RNGs: Quantum Theory Meets Gaming
Anyone who grew up playing Dungeons and Dragons or World of Warcraft is probably familiar with the intersection of chance and gaming. In both games, random outcomes are generated in order to influence the course of action. Depending on how the dice fall (literally and proverbially), the game can be made more difficult or much easier based on chance.
For digital gamers, there are no virtual dice thrown to create random outcomes. Instead, developers use a tool called a random number generator, or RNG. An RNG’s goal is to create a totally random output that cannot be reverse-engineered. To do this, companies create all sorts of unique tactics, some driven by algorithms and others driven by entropy (more on this below).
The integrity of an RNG is of utmost importance. Not only are they one method to ensure randomness in a game, but they also make it impossible for gamers to identify patterns and gain an edge on their opponents. And for online casinos where games like poker and roulette are played, making sure that random outcomes are generated entirely by chance is of the utmost importance, so there’s no stone left unturned.
In fact, the role of an RNG is so important that some iGaming platforms rely on quantum theory to guarantee randomness.
Quality Assurance & Quantum Mechanics
PokerStars is one of the world’s biggest online casino platforms. The company focuses on online poker, helping newcomers to learn the ropes while also hosting some of the most competitive tournaments in the industry for pros. As a major player in gaming, PokerStars went all-in on its RNG.
The company hired Swedish group Quantis to develop its RNG, then had it rigorously tested by researchers at the University of Auckland. Experts found that the RNG could not be computed because it relied on quantum randomness—which inherently cannot be predicted.
This points back to the field of quantum mechanics. Quantum mechanics is the study of our world’s tiniest physical particles, including electrons and protons (amongst others). To grossly oversimplify quantum mechanics, scientists working in the field study how electrons interact with protons and other subatomic particles (which could also be waves).
The particles (or waves) stick to a few different patterns—but scientists have no way of predicting which pattern the electron will choose. Therefore, at the most fundamental physical level, randomness is a huge part of human existence. And Quantis used these principles in order to create an RNG for PokerStars.
All About Entropy
The concept outlined above is known as ‘superposition’ in quantum theory and is explored in pop culture via Schrödinger’s cat. Schrödinger’s cat is a thought experiment that revolves around the randomness of subatomic particle movement—the same idea that powers the RNG from Quantas.

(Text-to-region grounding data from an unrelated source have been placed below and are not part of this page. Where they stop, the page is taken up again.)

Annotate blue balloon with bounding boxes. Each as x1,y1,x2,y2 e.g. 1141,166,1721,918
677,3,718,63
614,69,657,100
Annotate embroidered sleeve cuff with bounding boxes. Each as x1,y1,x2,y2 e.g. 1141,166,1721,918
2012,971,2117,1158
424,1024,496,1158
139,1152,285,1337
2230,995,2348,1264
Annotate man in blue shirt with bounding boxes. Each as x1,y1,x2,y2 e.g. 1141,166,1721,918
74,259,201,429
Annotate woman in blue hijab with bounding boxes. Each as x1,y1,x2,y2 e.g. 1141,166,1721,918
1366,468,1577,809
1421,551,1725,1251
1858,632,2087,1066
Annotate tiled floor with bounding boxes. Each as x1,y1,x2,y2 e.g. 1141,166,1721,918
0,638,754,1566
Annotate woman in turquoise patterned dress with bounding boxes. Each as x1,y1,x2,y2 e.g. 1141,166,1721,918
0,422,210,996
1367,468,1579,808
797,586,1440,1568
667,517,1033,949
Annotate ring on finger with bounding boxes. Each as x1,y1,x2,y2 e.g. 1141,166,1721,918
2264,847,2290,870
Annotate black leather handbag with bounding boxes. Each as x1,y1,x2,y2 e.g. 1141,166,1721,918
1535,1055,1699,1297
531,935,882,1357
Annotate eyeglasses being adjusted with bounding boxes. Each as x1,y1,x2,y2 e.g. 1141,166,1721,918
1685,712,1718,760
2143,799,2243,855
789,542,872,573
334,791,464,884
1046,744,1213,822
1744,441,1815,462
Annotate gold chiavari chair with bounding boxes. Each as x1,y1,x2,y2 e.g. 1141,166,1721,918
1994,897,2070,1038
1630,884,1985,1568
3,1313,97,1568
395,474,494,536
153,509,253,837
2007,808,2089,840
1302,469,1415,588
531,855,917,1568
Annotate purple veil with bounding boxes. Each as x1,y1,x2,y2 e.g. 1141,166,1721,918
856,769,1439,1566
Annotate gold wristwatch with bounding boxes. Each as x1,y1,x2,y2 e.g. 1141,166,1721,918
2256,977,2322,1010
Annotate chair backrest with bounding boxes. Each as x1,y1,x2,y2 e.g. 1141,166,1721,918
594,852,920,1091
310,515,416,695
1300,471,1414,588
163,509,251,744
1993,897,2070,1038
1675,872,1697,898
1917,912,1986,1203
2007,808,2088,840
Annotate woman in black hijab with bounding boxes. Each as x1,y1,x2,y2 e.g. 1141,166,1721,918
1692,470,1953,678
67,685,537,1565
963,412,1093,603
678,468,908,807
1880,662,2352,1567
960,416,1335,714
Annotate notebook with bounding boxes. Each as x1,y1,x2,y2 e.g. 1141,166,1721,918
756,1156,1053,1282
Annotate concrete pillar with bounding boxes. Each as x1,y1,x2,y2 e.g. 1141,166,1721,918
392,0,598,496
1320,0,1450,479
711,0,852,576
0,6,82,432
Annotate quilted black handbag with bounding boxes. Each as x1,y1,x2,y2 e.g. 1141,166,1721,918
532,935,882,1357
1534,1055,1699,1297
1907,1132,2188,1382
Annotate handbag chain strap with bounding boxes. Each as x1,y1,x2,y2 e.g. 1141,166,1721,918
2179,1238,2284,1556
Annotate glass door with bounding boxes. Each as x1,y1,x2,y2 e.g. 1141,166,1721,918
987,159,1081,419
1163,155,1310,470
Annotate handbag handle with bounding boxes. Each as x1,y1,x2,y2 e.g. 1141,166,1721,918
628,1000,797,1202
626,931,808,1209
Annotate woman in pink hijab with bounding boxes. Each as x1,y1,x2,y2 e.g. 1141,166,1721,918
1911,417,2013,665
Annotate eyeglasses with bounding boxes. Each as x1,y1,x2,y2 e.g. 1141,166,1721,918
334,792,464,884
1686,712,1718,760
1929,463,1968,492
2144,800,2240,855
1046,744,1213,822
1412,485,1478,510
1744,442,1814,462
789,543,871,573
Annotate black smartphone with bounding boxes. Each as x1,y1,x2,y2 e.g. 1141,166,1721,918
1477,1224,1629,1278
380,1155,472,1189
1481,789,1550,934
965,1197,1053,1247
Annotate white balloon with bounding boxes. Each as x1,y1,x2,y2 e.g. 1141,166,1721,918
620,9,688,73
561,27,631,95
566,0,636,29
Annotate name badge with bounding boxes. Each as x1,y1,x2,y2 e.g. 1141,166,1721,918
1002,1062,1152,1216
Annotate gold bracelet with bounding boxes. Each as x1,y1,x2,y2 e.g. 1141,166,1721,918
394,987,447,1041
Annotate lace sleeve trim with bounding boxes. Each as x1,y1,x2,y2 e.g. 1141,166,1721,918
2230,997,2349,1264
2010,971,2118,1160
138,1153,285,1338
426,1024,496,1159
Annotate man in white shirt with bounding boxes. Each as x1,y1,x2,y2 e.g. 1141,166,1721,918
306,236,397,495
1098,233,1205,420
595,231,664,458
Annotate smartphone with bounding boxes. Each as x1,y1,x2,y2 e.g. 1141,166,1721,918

But that’s not all that factors into the final RNG. Along with a quantum mechanical approach, entropy is another secure way to generate a random outcome. Entropy relates to disorder in natural processes, particularly thermodynamics. A more simplified definition would simply be the world’s natural state of gradual decline and disorder.
In a more controlled environment, entropy can be determined by what physicists call ‘user input’. For a poker player playing online, this type of input would come from mouse movements, click timing, and similar processes that are done subconsciously. This data is then input into an RNG subsystem, which contributes to totally randomized card shuffles.
Around the World in RNGs
So far, we’ve outlined two different sources for RNGs: quantum mechanical models and entropy based on user input. However, there are a few more RNGs that go above and beyond to ensure randomized results… and some of them have been around for thousands of years.
For example, dice are actually RNGs developed by early humans. The first games played with dice appeared in Ancient Egypt around 3000 BCE. Other RNGs rely on nature to generate randomness. For example, a Zener diode can be used to register avalanche noise, which can later be used for randomization purposes.